OUNLP Project: Agentifying the Design2Code Pipeline
Our lab is building a green-agent-powered evaluation system for the Design2Code framework—a visual-to-code pipeline that translates webpage images or sketches into responsive HTML/CSS.
Our agentic integration includes:
- A green agent that orchestrates task loading, environment setup, and verification.
- Treating each Design2Code translation as an AgentBeats episode for consistent benchmarking.
- Verification logic that checks:
- layout and structural fidelity
- HTML/CSS validity
- visual similarity to ground-truth screenshots
- A white agent capable of multi-turn reasoning, enabling clarifying questions before producing final code.

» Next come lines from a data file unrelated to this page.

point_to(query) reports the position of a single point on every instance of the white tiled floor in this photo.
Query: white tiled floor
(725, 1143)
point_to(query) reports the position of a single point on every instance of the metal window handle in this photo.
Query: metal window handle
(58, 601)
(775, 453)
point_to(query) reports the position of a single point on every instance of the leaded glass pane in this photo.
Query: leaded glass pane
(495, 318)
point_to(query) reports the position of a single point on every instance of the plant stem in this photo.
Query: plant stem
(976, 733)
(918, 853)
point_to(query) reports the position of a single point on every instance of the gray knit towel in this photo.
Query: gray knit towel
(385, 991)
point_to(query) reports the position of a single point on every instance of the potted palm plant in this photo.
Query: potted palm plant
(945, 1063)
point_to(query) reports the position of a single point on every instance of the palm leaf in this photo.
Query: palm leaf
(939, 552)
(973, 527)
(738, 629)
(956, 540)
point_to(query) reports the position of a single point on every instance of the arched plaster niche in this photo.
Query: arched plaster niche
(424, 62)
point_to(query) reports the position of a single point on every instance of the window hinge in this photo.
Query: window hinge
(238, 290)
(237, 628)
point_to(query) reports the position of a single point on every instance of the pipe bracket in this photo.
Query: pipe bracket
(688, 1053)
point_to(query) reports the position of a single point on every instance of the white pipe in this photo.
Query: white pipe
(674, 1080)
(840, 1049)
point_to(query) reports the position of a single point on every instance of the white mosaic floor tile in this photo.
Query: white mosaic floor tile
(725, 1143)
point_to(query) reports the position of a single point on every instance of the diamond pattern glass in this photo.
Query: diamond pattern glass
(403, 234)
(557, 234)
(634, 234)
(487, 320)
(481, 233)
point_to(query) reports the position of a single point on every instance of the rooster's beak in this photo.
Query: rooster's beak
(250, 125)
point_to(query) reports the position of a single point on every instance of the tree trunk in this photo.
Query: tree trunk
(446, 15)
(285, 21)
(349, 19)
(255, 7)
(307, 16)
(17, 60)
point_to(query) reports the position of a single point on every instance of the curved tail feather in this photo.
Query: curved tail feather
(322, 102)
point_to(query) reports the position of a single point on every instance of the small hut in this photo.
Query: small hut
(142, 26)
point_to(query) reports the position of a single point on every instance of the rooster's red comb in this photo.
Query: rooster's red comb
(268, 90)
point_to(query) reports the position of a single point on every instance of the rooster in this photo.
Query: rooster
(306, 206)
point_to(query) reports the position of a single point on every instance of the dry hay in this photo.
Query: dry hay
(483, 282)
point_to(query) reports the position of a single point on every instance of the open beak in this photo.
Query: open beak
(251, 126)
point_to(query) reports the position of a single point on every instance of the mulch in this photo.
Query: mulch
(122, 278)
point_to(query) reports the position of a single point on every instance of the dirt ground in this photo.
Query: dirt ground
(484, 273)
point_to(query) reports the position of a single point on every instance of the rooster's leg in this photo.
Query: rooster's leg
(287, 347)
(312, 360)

This transforms Design2Code from a generative model into a fully verifiable agentic task, suitable for research, benchmarking, and competition submissions.
Looking Forward
As we continue through the MOOC and competition:
- The green-agent evaluator will be completed with full orchestration and metric reporting.
- Multi-turn and tool-assisted workflows will be added for the white agent.
- We plan to explore new agent roles and coordination patterns emerging in the AgentBeats ecosystem.
- Additional task contributions will be prepared for the broader community.
Agentic AI is rapidly evolving from single-shot prompting toward dependable, autonomous systems. Platforms like AgentBeats give us a testbed to study, measure, and improve these emerging capabilities—and OUNLP is excited to be part of this development.